On Mon, May 26, 2014 at 2:24 PM, stevea <stevea...@softworkers.com> wrote:
> I appreciate Simon's response that it seems that the "really coolish"
> (people, processes...) happen in what often seems like a bubble: that is
> exactly what I was referring to.  It's like the Cool Kids have their
> "insider club," a world of their own, THEN there are The Rest of Us.

[ ... ]

Pssst.  Hey, You.  You over there feeling left out.  Want to know the
secret to joining the cool kids?

The secret is, "you're already a cool kid."

Disappointed?  Don't be.  You're already one of a small percentage of
the world population who knows how to improve their local geo data and
share it through OpenStreetMap.  Think that isn't a select group?
Think again.  Only 30 - 50% of those who think they might like to
contribute by signing up, actually contribute their first changeset.
Only a few thousand people per day contribute, out of a planet of 7
billions.  Pretty cool.

Want to be even cooler?

Become a coder of some sort.  Contribute code to one or more
OpenStreetMap-related software projects.  You think mappers are a
select group?  They are.  Now let's count coders who contribute on a
daily basis.  It isn't a few thousand per day.  More like a few
dozen[1].  And those are divided among dozens of projects.

So pick a project that interests you; any one you like.  Rendering,
storage, UI, translations, accessibility, web site, QA, anything at
all in the huge and varied OpenStreetMap tool chain and contribute.

- find a long outstanding bug and check to see if it is (still) reproducible.
- write some documentation for a beginner.
- improve performance.
- test a patch on different hardware.
- triage a new bug.
- compare some similar applications and write a review.

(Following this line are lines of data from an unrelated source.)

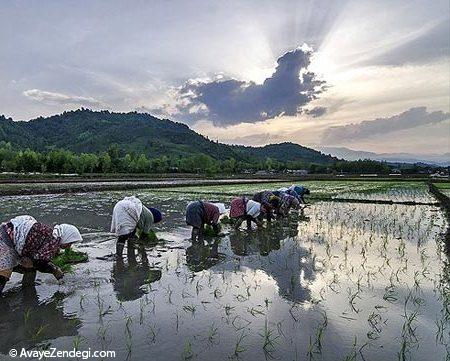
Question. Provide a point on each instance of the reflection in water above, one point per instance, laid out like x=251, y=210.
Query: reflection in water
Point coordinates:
x=25, y=322
x=202, y=255
x=290, y=265
x=129, y=278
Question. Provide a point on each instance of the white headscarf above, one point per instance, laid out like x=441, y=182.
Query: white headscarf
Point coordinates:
x=126, y=216
x=22, y=226
x=67, y=232
x=253, y=208
x=221, y=207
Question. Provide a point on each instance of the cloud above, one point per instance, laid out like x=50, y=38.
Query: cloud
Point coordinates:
x=59, y=98
x=316, y=112
x=412, y=118
x=229, y=101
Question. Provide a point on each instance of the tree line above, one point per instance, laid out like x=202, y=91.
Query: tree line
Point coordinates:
x=115, y=160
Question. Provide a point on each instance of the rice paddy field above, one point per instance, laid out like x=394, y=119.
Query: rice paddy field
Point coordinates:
x=338, y=281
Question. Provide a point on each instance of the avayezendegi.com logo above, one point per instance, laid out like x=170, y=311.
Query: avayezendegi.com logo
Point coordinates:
x=61, y=354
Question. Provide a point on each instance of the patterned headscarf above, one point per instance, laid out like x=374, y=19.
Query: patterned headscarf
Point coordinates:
x=22, y=226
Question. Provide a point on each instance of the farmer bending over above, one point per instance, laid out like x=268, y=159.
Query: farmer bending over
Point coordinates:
x=199, y=213
x=131, y=216
x=27, y=245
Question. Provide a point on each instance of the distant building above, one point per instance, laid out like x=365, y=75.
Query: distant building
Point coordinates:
x=297, y=171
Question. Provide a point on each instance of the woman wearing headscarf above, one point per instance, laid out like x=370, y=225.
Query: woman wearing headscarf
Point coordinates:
x=30, y=245
x=244, y=209
x=131, y=216
x=287, y=202
x=199, y=213
x=269, y=202
x=301, y=191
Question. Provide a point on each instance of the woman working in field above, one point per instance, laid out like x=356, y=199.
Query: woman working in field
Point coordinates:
x=269, y=202
x=243, y=209
x=199, y=214
x=28, y=245
x=287, y=202
x=129, y=217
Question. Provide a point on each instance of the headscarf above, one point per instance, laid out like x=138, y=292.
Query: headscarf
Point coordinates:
x=157, y=216
x=67, y=233
x=22, y=226
x=253, y=208
x=221, y=207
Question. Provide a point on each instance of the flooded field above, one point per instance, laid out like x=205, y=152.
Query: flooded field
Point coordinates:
x=342, y=281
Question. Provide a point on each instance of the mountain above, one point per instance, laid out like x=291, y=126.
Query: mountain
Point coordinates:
x=350, y=154
x=86, y=131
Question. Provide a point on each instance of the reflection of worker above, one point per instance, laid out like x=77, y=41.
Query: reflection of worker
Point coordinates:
x=131, y=216
x=26, y=321
x=128, y=279
x=202, y=255
x=259, y=242
x=27, y=245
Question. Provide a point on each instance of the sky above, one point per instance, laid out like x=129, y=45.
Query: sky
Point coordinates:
x=366, y=75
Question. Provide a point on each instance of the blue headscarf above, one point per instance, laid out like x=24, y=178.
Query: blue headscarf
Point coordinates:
x=157, y=215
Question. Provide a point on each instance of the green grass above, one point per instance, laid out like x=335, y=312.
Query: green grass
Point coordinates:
x=69, y=257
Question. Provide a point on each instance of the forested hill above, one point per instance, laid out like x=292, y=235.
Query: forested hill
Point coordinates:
x=86, y=131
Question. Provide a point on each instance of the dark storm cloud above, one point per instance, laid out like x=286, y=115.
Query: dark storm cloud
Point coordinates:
x=231, y=101
x=414, y=117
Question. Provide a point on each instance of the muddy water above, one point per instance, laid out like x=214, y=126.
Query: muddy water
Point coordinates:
x=341, y=281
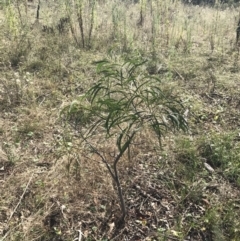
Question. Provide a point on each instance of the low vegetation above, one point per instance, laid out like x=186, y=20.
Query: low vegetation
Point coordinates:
x=119, y=121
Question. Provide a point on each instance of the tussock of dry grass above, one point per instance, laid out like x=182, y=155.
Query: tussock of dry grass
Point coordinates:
x=49, y=177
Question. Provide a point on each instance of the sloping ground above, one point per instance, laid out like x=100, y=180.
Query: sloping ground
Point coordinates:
x=53, y=189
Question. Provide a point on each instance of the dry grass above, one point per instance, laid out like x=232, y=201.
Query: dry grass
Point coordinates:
x=52, y=186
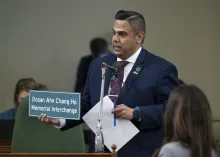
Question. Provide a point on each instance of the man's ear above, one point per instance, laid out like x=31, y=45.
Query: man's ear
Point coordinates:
x=140, y=37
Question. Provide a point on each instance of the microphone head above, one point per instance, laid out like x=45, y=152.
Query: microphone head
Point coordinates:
x=117, y=66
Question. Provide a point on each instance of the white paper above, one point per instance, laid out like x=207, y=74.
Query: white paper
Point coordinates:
x=120, y=134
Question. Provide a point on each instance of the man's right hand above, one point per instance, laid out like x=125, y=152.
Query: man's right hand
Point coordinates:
x=50, y=121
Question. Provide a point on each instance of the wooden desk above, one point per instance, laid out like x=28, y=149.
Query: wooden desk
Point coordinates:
x=5, y=147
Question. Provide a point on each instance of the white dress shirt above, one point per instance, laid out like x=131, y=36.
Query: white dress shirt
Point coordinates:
x=132, y=59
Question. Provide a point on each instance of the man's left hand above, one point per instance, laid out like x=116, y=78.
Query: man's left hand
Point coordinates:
x=122, y=111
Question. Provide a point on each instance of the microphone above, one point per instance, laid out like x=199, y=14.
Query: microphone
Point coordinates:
x=115, y=68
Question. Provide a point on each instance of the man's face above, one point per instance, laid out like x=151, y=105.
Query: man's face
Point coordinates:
x=124, y=39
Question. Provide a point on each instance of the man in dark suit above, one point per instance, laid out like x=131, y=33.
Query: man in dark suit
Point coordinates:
x=148, y=81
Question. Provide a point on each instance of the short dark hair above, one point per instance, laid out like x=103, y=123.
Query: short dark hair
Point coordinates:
x=135, y=20
x=24, y=84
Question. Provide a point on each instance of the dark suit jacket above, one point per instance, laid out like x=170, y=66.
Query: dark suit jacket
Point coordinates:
x=149, y=90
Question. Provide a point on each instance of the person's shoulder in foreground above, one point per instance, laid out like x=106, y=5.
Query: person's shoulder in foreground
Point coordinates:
x=9, y=114
x=176, y=149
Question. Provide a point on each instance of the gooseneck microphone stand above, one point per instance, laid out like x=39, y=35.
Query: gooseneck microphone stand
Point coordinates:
x=99, y=139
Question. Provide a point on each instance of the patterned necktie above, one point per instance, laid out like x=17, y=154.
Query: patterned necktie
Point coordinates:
x=117, y=84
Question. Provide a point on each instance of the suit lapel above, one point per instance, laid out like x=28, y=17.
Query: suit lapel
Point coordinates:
x=110, y=61
x=133, y=75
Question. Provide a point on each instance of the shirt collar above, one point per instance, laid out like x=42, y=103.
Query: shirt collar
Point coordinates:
x=133, y=58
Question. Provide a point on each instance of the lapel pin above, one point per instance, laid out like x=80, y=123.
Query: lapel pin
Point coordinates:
x=138, y=69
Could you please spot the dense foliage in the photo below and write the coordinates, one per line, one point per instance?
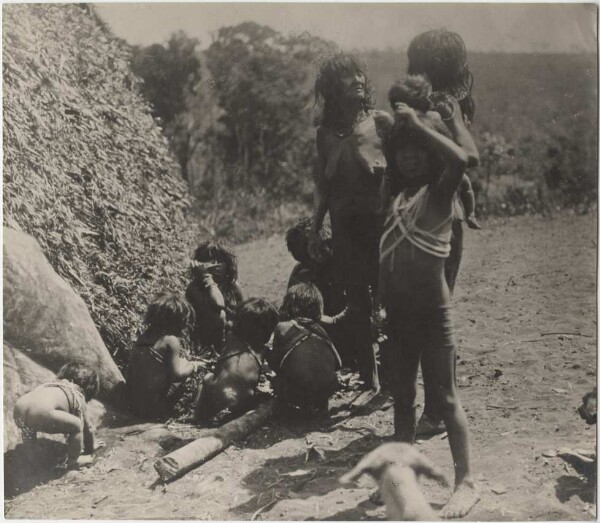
(168, 73)
(87, 171)
(535, 126)
(249, 127)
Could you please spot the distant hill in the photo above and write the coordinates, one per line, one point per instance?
(535, 101)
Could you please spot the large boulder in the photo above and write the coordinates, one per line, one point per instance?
(46, 320)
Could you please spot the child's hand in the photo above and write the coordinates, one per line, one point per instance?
(406, 115)
(314, 246)
(84, 460)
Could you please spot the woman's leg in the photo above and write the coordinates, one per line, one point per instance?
(438, 362)
(432, 418)
(359, 324)
(453, 261)
(405, 366)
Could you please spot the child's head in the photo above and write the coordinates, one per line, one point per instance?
(334, 83)
(297, 237)
(441, 55)
(302, 301)
(170, 314)
(83, 376)
(413, 90)
(255, 321)
(216, 252)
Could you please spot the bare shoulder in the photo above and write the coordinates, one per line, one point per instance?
(170, 344)
(383, 118)
(282, 328)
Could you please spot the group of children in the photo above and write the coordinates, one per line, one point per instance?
(396, 192)
(248, 337)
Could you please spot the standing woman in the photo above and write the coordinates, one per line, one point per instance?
(441, 56)
(348, 175)
(414, 291)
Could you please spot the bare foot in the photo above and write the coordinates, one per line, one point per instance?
(465, 497)
(472, 223)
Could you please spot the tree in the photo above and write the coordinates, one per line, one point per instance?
(169, 74)
(262, 84)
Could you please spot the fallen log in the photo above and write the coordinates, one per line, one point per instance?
(184, 459)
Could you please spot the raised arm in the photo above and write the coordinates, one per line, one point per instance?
(321, 196)
(455, 158)
(462, 136)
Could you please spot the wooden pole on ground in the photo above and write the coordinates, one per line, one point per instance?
(184, 459)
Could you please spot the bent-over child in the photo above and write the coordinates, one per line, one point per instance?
(213, 293)
(303, 356)
(156, 370)
(321, 272)
(59, 407)
(233, 383)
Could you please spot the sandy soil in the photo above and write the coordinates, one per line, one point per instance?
(525, 310)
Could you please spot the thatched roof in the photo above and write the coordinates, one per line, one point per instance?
(87, 170)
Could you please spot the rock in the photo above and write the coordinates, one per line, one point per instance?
(45, 319)
(499, 489)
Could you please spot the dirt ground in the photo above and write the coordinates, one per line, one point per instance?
(525, 310)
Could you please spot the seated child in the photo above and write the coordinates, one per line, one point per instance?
(303, 355)
(233, 383)
(321, 273)
(415, 91)
(213, 293)
(156, 370)
(59, 407)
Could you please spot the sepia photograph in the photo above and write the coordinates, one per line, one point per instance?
(300, 261)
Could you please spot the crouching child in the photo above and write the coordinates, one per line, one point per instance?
(233, 383)
(213, 293)
(156, 370)
(60, 407)
(303, 355)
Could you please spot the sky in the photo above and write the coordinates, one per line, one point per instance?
(484, 27)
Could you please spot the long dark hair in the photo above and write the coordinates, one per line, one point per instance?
(303, 300)
(170, 314)
(441, 55)
(328, 87)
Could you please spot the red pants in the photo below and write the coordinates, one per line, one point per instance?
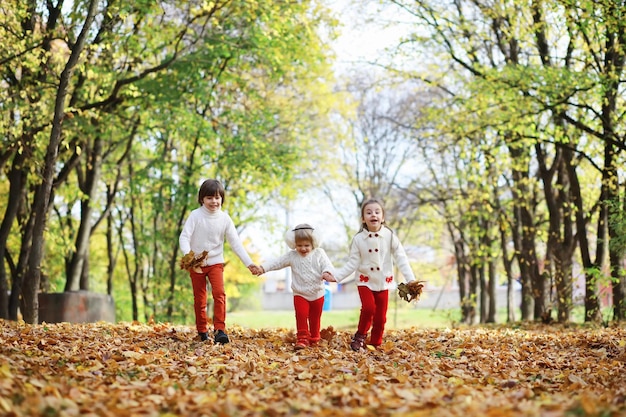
(373, 313)
(308, 318)
(215, 276)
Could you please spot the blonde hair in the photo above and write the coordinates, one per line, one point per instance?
(302, 231)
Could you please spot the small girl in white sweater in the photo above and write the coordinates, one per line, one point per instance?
(310, 266)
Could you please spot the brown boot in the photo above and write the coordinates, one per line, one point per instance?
(358, 341)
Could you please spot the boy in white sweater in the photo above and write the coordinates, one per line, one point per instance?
(310, 266)
(205, 229)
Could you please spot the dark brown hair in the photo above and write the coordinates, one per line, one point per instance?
(211, 188)
(366, 203)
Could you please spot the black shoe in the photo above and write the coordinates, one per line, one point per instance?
(221, 337)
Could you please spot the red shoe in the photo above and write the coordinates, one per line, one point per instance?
(358, 342)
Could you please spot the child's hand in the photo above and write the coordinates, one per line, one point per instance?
(255, 270)
(328, 277)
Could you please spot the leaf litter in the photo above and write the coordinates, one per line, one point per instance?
(132, 369)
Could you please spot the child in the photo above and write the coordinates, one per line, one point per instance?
(309, 266)
(205, 230)
(371, 253)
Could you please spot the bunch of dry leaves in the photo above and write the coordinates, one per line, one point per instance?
(163, 370)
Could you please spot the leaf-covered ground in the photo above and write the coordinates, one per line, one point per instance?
(163, 370)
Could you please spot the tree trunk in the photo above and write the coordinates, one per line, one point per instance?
(41, 199)
(78, 272)
(17, 188)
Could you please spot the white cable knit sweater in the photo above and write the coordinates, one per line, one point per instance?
(371, 257)
(204, 230)
(306, 271)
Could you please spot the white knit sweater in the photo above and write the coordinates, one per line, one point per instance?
(371, 257)
(306, 271)
(204, 230)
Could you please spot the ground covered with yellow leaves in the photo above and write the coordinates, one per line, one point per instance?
(164, 370)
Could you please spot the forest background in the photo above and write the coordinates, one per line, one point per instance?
(493, 131)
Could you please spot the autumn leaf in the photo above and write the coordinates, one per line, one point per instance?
(157, 369)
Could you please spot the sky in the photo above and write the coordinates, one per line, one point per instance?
(360, 42)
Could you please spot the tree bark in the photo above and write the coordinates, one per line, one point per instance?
(41, 201)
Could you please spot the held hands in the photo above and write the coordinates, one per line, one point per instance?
(328, 277)
(255, 269)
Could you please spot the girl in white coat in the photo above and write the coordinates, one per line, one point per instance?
(371, 253)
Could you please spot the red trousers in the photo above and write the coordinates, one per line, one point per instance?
(215, 276)
(373, 313)
(308, 318)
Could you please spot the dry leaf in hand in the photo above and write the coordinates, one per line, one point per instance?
(190, 261)
(410, 291)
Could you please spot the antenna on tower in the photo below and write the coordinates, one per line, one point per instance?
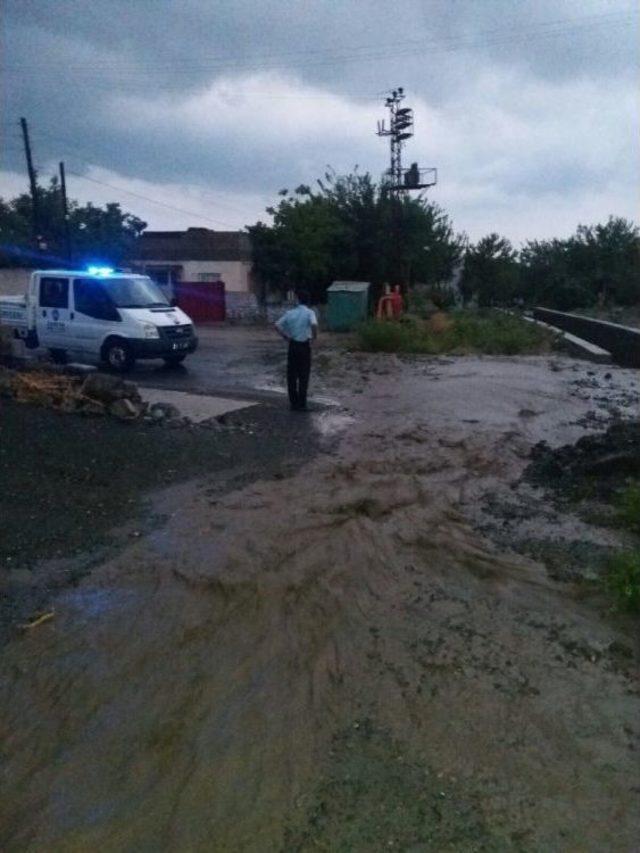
(399, 131)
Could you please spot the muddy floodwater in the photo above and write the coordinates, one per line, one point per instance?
(340, 659)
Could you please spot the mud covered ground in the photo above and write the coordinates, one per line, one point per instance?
(349, 656)
(75, 488)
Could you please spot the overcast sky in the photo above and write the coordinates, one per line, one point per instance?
(196, 112)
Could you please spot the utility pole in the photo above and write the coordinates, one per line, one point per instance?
(396, 179)
(35, 207)
(65, 214)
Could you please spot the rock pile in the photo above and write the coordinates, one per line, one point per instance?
(92, 394)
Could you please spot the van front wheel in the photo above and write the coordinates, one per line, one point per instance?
(118, 356)
(174, 360)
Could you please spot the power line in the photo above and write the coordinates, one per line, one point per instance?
(151, 200)
(542, 29)
(94, 162)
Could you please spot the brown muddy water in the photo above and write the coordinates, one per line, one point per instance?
(338, 660)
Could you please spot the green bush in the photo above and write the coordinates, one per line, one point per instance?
(623, 580)
(491, 332)
(629, 507)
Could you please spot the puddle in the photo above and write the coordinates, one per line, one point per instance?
(332, 423)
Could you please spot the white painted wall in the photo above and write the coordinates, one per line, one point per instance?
(13, 282)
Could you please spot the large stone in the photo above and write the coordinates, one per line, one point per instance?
(102, 386)
(125, 409)
(93, 407)
(164, 412)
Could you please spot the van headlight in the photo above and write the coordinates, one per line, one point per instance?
(150, 330)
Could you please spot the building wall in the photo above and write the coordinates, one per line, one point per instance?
(235, 274)
(14, 281)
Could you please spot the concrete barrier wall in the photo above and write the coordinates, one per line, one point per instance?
(623, 342)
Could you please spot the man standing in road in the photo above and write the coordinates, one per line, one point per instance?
(299, 326)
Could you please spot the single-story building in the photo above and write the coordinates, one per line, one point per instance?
(199, 256)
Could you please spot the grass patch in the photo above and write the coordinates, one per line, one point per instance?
(490, 332)
(622, 580)
(628, 506)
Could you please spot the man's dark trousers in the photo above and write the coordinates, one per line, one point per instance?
(298, 369)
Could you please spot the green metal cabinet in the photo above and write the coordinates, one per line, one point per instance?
(347, 305)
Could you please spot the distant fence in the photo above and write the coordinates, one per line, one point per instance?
(623, 342)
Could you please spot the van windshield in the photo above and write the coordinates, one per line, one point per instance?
(135, 293)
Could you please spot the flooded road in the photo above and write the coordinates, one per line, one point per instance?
(338, 659)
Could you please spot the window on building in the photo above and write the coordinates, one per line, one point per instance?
(54, 292)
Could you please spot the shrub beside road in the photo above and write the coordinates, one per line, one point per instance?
(461, 332)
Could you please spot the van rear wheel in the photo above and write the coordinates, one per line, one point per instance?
(118, 356)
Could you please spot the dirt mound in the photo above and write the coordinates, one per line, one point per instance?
(598, 464)
(190, 695)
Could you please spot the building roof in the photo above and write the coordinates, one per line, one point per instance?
(194, 244)
(349, 286)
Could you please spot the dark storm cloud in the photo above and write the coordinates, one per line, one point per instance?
(154, 89)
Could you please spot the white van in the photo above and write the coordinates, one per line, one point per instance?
(99, 314)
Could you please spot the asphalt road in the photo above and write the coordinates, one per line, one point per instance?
(233, 360)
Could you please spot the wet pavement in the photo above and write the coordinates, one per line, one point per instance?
(336, 656)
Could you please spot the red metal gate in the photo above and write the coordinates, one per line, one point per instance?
(203, 301)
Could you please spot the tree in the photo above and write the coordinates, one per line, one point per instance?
(598, 264)
(352, 228)
(491, 272)
(97, 234)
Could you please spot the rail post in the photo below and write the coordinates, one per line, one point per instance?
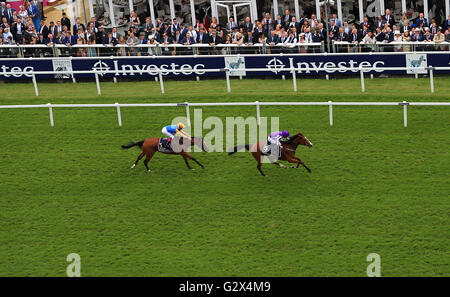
(227, 75)
(258, 114)
(431, 79)
(161, 82)
(294, 80)
(405, 113)
(363, 86)
(119, 116)
(33, 77)
(97, 81)
(50, 110)
(330, 107)
(188, 115)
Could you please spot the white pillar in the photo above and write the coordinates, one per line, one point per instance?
(172, 9)
(297, 10)
(382, 9)
(193, 12)
(152, 12)
(91, 9)
(214, 9)
(447, 9)
(339, 8)
(70, 11)
(255, 10)
(403, 6)
(78, 10)
(361, 11)
(317, 10)
(275, 8)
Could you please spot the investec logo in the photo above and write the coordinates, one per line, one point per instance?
(276, 65)
(126, 69)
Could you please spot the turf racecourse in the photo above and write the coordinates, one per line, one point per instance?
(375, 187)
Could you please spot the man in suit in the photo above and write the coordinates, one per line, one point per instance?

Or even pick a project that you think needs to do more outreach, and
help it do that outreach.  Follow their project communication
channels, and translate their bug reports, feature requests and design
discussions into something suitable for a wider audience, then publish
it to the appropriate wider comms channels.

Learn more about what interests you. Share what you learn with others.

An OpenStreetMap tag line from some of the early mapping party banners read,

OpenStreetMap.org
It's fun. It's free.  You can help.

[1] /me waves hands to distract from wild guess number.